Summit Safari - Camel's Hump

Pre-dawn, falling snow, first tracks - a recipe for one of my favorite winter adventures. Hiking by wintery night flips every familiarity of the outdoors on its head, exposing the magic of a world that appears only once the lights go out. The forest becomes incredibly quiet and the view stretches only as far as your headlamp. The whisper of wind at the treetops, of snow gently touching down on your jacket, the 15 feet of trail ahead. When paired with an unspoiled trail, and your first ascent upon it, the experience becomes amplified by the excitement of the unknown. The trail narrows, your sense of terrain and its fluctuations vanish, time and altitude only guessed at by the size of the trees and the amount of snow upon their branches. 

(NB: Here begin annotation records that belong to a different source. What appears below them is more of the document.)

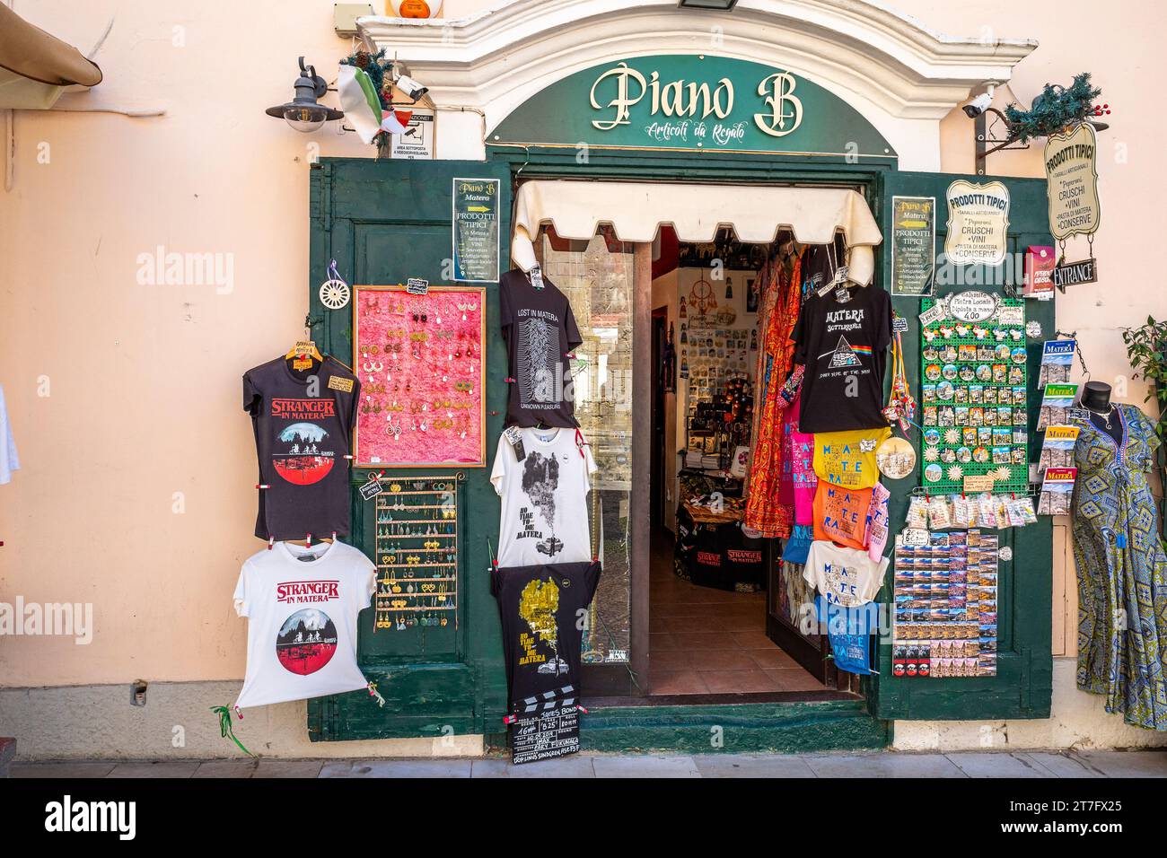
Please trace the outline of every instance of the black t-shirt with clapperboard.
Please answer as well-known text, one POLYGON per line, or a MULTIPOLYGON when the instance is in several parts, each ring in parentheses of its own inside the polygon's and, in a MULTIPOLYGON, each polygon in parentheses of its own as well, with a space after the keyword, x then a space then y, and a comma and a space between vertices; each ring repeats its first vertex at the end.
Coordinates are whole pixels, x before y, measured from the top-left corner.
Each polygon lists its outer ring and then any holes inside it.
POLYGON ((581 620, 599 581, 599 561, 504 566, 491 573, 509 709, 517 718, 515 762, 579 749, 581 620))
POLYGON ((825 294, 815 293, 803 302, 792 339, 795 363, 806 367, 799 432, 887 425, 881 413, 883 368, 892 342, 887 292, 874 286, 831 286, 825 294))
POLYGON ((278 357, 243 376, 259 459, 261 539, 349 532, 349 438, 361 382, 340 361, 278 357))
POLYGON ((498 279, 510 385, 508 426, 574 428, 575 403, 567 355, 584 342, 567 297, 544 275, 518 268, 498 279), (541 282, 543 288, 536 286, 541 282))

I wanted to wrap up 2014 with a hike I've had on my list for some time - Camel's Hump in Huntington, VT. Camel's Hump is the 3rd tallest mountain in Vermont, and the only undeveloped alpine area in the state. My good buddy Arlin and I met at the trailhead around 5AM in hopes of catching the sunrise, but nature ended up providing us with one of the most ethereal morning summits I have ever experienced. The heavy cloud cover created a landscape in which land and sky seemed at once the same, interrupted only by the Red Spruce and exposed rock. On a peak that is rarely vacant, the small patch of summit seemed an obscure island amidst the sky.